AspPDF is capable of extracting raw text information
from PDF documents for searching and indexing purposes. Text is extracted
from an individual page via the ExtractText method
of the PdfPage object. ExtractText takes an optional
parameter object or parameter string (described below.)
This method always returns text strings
in Unicode format.
Text extraction with coordinates, introduced in Version 2.8, is described in Section 14.7 - Structured Text Extraction.
9.4.1 Code Sample
The following code sample extracts and prints out text data from
all pages of a PDF (we use the 1-page file 1040es.pdf from section 9.2):
VBScript |
Set Pdf = Server.CreateObject("Persits.Pdf")
' Open a PDF file for text extraction
Set Doc = Pdf.OpenDocument( Server.MapPath("1040es.pdf") )
Dim TextString
For Each Page in Doc.Pages
TextString = TextString & Page.ExtractText
Next
Response.Write Server.HtmlEncode( TextString )
|
C# |
IPdfManager objPdf = new PdfManager();
// Open a PDF file for text extraction
IPdfDocument objDoc = objPdf.OpenDocument( Server.MapPath("1040es.pdf"), Missing.Value );
String strText = "";
foreach( IPdfPage objPage in objDoc.Pages )
{
strText += objPage.ExtractText(Mssing.Value);
}
lblResult.Text = Server.HtmlEncode( strText );
|
Click the links below to run this code sample:
http://localhost/asppdf/manual_09/09_extract.asp
http://localhost/asppdf/manual_09/09_extract.aspx
9.4.2 Possible Text Extraction Problems
PDF text extraction is not always reliable, sometimes it produces split
and conjoined words, or even unreadable gibberish.

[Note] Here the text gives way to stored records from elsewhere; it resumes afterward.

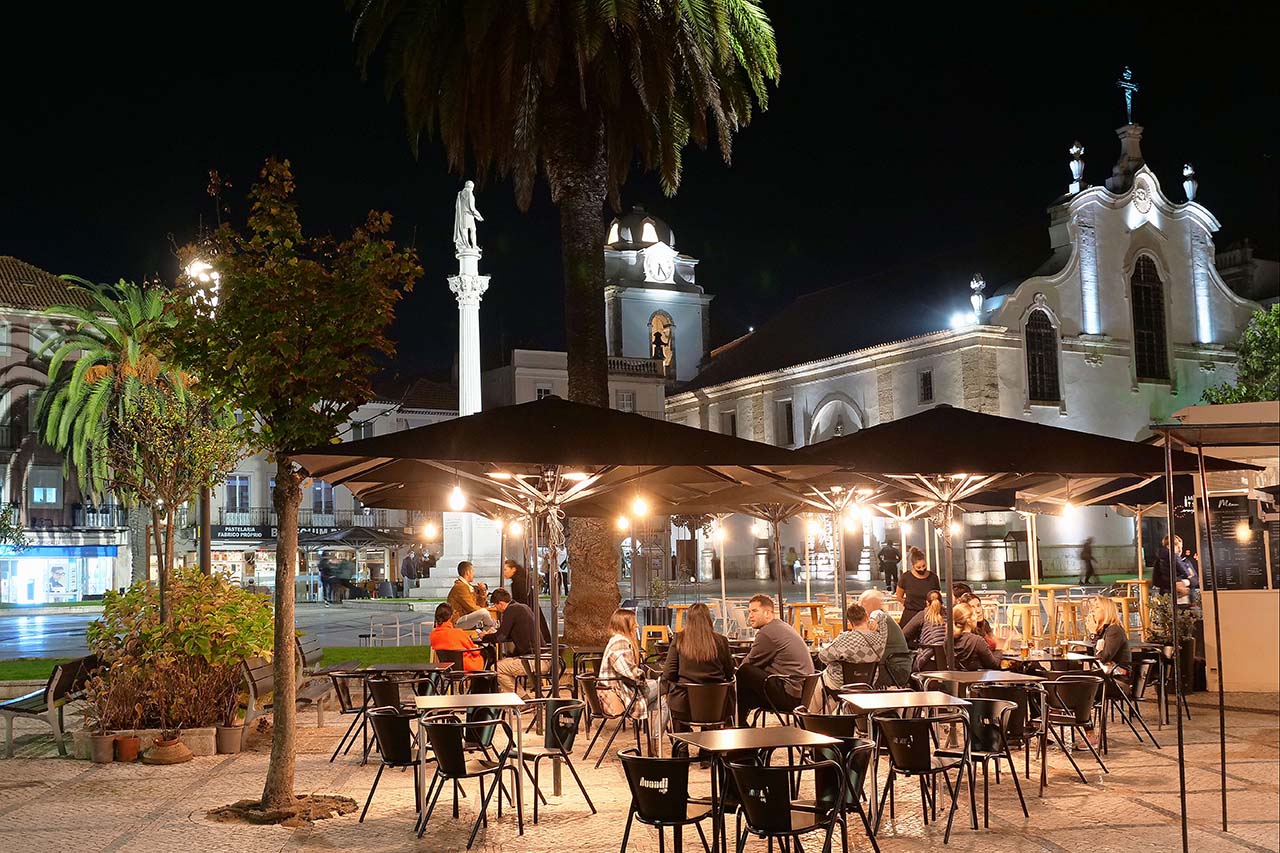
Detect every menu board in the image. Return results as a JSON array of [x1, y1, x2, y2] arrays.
[[1199, 494, 1267, 589]]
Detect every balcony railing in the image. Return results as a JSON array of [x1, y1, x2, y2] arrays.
[[609, 356, 667, 377], [215, 506, 407, 528]]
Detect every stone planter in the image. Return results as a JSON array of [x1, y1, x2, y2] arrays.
[[115, 735, 142, 763], [218, 726, 244, 756], [90, 734, 115, 765], [72, 726, 218, 761]]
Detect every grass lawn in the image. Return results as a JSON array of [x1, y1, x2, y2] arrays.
[[0, 657, 70, 681]]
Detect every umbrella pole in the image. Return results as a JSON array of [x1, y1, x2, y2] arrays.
[[1165, 433, 1188, 853], [1198, 447, 1228, 833]]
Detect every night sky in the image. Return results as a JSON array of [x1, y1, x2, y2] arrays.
[[0, 0, 1280, 378]]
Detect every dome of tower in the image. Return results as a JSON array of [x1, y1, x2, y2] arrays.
[[604, 205, 676, 248]]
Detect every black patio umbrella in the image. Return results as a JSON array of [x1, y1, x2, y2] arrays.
[[294, 397, 831, 690]]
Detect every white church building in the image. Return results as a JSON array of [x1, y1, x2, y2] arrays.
[[660, 111, 1258, 580]]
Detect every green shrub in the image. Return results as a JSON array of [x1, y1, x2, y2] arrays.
[[86, 569, 273, 733]]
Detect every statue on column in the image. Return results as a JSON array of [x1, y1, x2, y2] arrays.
[[453, 181, 484, 252]]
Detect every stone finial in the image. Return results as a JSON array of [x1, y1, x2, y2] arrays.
[[1183, 163, 1199, 201], [1068, 140, 1084, 195], [969, 273, 987, 315]]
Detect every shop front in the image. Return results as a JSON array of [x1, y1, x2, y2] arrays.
[[0, 544, 118, 605]]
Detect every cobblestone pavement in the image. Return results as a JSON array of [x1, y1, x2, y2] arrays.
[[0, 694, 1280, 853]]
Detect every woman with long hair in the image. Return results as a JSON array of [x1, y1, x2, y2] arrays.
[[600, 607, 658, 719], [893, 546, 942, 625], [662, 602, 733, 731]]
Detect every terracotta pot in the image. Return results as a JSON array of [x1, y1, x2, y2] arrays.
[[142, 738, 195, 765], [115, 735, 142, 763], [91, 735, 115, 765], [216, 726, 244, 756]]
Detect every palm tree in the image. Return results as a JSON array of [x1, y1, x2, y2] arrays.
[[347, 0, 780, 639], [35, 275, 186, 497]]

9.4.2.1 Split and Conjoined Words
Unlike HTML or Word documents, PDFs do not usually contain
blocks of meaningful, readable text. Instead, they contain
text drawing operators that reference short phrases, individual
words, word parts and even separate characters.
As a result, an attempt to extract text information from a PDF document often
yields split and conjoined words. For example, the phrase "Brown dog"

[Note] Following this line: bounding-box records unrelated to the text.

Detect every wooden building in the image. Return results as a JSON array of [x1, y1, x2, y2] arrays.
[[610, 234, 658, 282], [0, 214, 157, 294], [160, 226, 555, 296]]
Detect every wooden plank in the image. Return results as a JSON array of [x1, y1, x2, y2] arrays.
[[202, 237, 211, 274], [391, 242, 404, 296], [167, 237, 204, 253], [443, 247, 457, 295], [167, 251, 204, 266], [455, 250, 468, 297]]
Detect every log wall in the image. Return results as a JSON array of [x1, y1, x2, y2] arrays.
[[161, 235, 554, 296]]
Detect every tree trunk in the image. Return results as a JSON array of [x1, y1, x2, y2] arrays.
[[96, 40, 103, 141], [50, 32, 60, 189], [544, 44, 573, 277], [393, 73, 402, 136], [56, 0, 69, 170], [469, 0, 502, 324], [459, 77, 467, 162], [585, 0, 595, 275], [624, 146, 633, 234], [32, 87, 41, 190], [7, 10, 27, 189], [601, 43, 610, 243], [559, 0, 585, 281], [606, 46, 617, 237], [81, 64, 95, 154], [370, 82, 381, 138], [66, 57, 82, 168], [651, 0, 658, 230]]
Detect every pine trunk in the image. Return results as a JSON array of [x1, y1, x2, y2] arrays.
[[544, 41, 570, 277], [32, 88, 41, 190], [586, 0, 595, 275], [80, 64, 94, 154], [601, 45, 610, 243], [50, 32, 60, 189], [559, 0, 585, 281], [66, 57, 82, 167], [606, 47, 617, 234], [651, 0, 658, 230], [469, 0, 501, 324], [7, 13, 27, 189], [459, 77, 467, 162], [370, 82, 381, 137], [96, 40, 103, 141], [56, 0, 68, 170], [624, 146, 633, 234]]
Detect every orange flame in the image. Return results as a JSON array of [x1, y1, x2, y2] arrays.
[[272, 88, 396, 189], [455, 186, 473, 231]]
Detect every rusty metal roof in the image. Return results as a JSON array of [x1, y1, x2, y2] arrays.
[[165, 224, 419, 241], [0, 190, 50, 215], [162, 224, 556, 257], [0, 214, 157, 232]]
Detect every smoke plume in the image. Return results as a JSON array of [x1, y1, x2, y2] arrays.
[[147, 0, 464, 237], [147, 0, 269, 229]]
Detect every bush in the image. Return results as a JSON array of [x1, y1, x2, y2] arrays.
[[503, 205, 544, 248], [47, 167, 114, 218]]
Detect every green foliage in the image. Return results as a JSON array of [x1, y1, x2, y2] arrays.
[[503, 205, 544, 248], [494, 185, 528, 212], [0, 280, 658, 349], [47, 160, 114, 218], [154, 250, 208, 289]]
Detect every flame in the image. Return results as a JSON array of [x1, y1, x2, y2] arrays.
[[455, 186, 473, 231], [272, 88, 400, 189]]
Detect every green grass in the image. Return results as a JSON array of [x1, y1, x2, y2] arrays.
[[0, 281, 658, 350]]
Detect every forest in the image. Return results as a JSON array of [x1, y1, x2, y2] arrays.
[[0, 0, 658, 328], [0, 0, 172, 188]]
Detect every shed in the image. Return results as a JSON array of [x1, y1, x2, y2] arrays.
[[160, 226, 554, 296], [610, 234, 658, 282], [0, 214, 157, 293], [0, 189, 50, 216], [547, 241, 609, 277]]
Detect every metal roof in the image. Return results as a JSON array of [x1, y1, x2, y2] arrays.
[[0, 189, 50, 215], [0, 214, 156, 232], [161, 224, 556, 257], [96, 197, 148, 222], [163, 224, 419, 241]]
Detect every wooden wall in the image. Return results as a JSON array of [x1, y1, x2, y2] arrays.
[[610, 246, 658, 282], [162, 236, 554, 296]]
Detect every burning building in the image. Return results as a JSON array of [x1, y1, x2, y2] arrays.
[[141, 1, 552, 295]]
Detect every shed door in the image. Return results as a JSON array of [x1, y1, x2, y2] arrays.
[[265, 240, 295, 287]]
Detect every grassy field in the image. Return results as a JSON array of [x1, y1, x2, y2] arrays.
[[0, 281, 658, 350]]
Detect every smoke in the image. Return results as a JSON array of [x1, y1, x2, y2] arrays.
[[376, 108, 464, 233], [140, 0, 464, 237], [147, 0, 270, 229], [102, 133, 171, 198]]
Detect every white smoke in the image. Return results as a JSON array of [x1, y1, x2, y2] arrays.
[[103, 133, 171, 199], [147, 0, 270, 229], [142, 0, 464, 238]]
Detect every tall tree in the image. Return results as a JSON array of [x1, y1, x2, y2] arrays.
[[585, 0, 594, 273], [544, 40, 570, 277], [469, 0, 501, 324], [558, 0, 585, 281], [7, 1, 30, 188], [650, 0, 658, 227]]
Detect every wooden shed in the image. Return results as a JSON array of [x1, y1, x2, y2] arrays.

may come out as "Browndog" (conjoined words) or "Bro wn d og"
(split words).
9.4.2.2 Gibberish
Many PDF documents, especially those using non-Latin alphabets, do not
use strings of readable characters to display text at all.
Instead, they use "glyph codes" which are numbers identifying character
appearances in a font file. "Good" PDF documents also provide mapping
tables (referred to as ToUnicode maps) enabling a consumer application
to convert those codes back to human-readable characters. However, not every
PDF document is "good". Those that aren't cannot technically be read.

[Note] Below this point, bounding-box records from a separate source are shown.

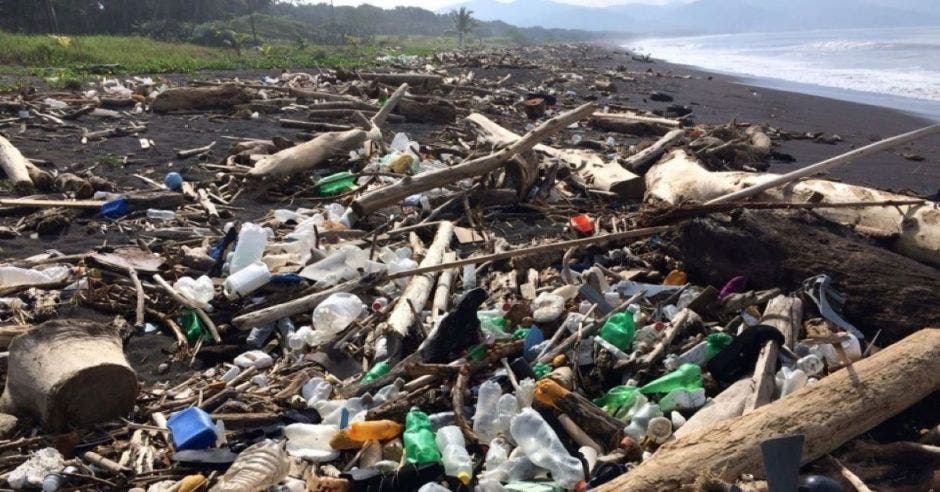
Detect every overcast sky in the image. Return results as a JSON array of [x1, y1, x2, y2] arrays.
[[320, 0, 682, 10]]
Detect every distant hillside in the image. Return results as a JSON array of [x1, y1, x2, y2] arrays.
[[462, 0, 940, 34]]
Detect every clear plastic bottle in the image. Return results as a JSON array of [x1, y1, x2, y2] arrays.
[[510, 408, 584, 489], [435, 425, 473, 485], [284, 424, 339, 463], [228, 222, 268, 275], [147, 208, 176, 220], [473, 381, 503, 441], [307, 292, 365, 345]]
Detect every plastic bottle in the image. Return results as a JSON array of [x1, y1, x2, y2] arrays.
[[640, 364, 702, 393], [346, 420, 402, 442], [228, 222, 268, 275], [600, 313, 636, 351], [308, 292, 365, 336], [510, 408, 584, 489], [435, 425, 473, 485], [473, 381, 503, 441], [359, 360, 392, 383], [42, 466, 78, 492], [222, 261, 271, 300], [284, 424, 339, 463], [147, 208, 176, 220], [402, 407, 441, 465]]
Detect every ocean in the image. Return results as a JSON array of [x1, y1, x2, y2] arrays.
[[625, 27, 940, 120]]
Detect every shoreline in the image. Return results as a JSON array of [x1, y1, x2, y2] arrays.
[[598, 44, 940, 196]]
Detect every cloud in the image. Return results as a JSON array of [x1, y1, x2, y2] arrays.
[[304, 0, 683, 10]]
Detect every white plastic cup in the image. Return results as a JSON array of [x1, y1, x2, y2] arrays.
[[222, 262, 271, 300]]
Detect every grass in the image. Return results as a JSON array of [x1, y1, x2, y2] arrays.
[[0, 31, 502, 81]]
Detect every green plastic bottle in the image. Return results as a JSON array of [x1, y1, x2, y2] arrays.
[[705, 332, 734, 360], [359, 360, 392, 383], [316, 171, 356, 195], [180, 309, 212, 342], [594, 386, 640, 417], [601, 312, 636, 352], [402, 407, 441, 465], [640, 364, 702, 393]]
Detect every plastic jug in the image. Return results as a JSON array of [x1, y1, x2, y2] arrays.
[[600, 313, 636, 351], [510, 408, 584, 489], [402, 408, 441, 464], [640, 364, 702, 394]]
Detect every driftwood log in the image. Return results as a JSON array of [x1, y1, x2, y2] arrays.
[[0, 136, 33, 191], [666, 210, 940, 343], [248, 84, 408, 178], [599, 328, 940, 491], [467, 113, 645, 199], [646, 150, 940, 266], [0, 319, 137, 432], [151, 84, 253, 113], [352, 103, 594, 217]]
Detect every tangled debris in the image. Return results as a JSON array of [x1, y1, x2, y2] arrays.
[[0, 46, 940, 491]]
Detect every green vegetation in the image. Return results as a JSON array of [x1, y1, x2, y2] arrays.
[[0, 31, 492, 77]]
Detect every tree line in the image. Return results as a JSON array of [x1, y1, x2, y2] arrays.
[[0, 0, 597, 44]]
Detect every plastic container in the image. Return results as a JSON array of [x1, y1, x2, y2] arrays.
[[600, 313, 636, 351], [435, 426, 474, 485], [346, 420, 402, 442], [570, 214, 594, 234], [473, 381, 503, 442], [402, 408, 441, 465], [222, 261, 271, 300], [308, 292, 365, 336], [510, 408, 584, 489], [640, 364, 702, 394], [166, 407, 217, 450], [228, 222, 268, 275], [147, 208, 176, 220], [173, 275, 215, 305], [163, 172, 183, 191], [284, 424, 339, 463]]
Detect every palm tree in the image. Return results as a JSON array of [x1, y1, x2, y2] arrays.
[[450, 7, 477, 48]]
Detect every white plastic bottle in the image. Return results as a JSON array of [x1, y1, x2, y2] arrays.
[[284, 424, 339, 463], [307, 292, 365, 345], [510, 408, 584, 489], [473, 381, 503, 441], [434, 425, 473, 485], [228, 222, 268, 275]]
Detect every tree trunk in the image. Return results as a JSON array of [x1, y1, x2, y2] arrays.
[[599, 328, 940, 491], [666, 210, 940, 343], [0, 319, 137, 432]]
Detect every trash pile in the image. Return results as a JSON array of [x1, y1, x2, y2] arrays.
[[0, 47, 940, 492]]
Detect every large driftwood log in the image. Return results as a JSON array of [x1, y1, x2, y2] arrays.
[[151, 84, 253, 113], [352, 103, 594, 217], [248, 84, 408, 178], [388, 221, 454, 359], [599, 328, 940, 491], [646, 150, 940, 265], [467, 113, 644, 199], [0, 319, 137, 432], [0, 136, 33, 191], [666, 210, 940, 342]]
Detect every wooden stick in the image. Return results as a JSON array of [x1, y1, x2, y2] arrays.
[[388, 226, 669, 279], [352, 103, 594, 217], [705, 124, 940, 205], [598, 328, 940, 491], [0, 136, 33, 190], [153, 274, 222, 343], [232, 275, 382, 330], [0, 198, 107, 208], [623, 128, 685, 174], [388, 221, 454, 339]]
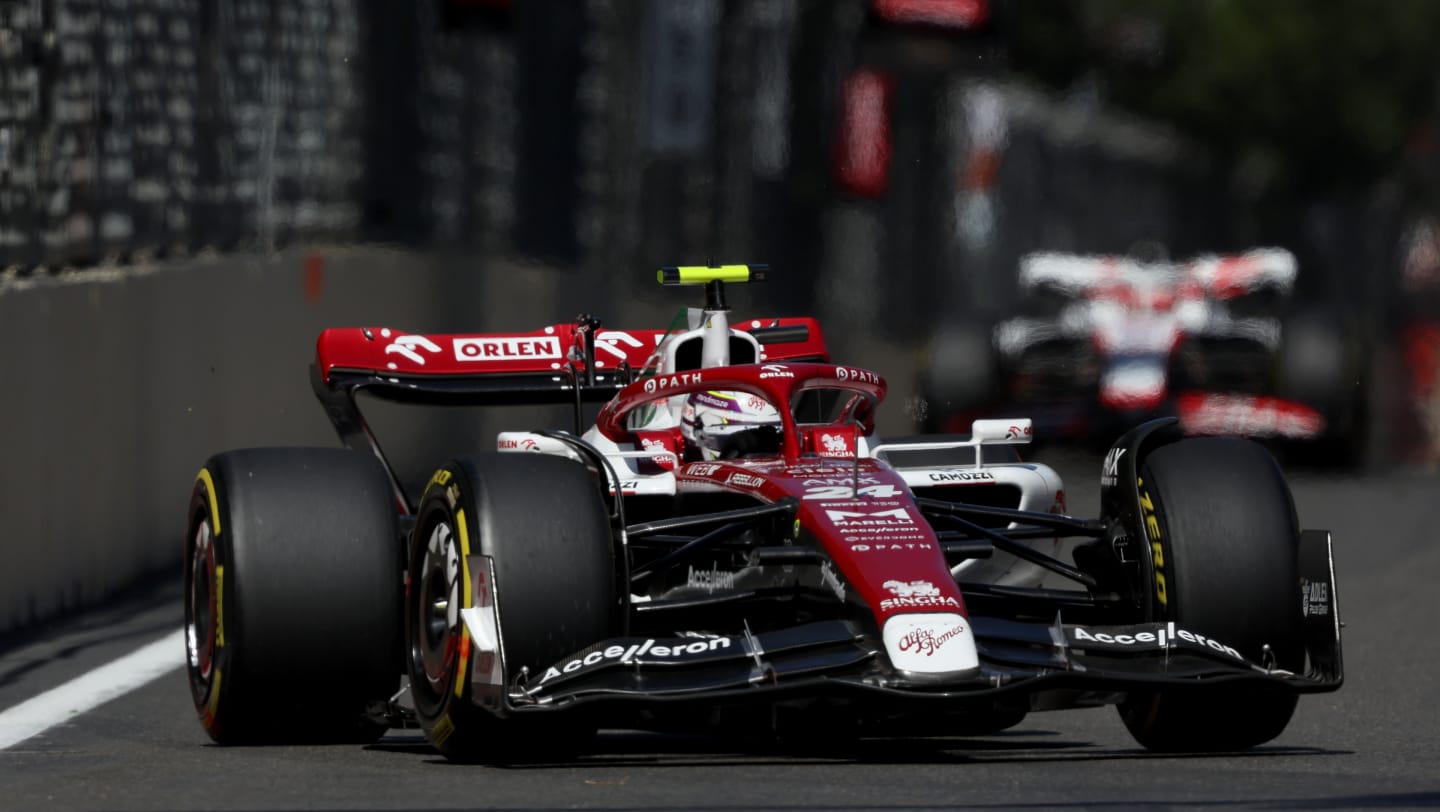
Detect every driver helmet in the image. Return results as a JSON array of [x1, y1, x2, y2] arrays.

An attempt to extract text from such a document yields gibberish.
Copying information from such a file via clipboard from Acrobat Reader
will fail as well.
9.4.2.3 Unknown Encoding
Certain foreign-language PDF documents use ASCII characters in the 129 - 255
range to display text information. Copying and pasting from such documents
with Acrobat Reader usually produces unreadable text. However, AspPDF is
capable of extracting text from these documents and converting them into
Unicode, but a code page must be passed to
ExtractText method via the CodePage parameter, such as "CodePage=1251" (Cyrillic),
or "CodePage=1256" (Arabic), etc.
9.4.3 Permission Issues
A secure document may disallow content extraction by clearing Bit 5
of its permission flags (see Section 8.1.2).
To be in compliance with Adobe PDF licensing requirements, AspPDF
enforces this permission flag. For the content extraction functionality to work,
a secure document with Bit 5 cleared must be opened with the owner
password, or an error exception will be thrown.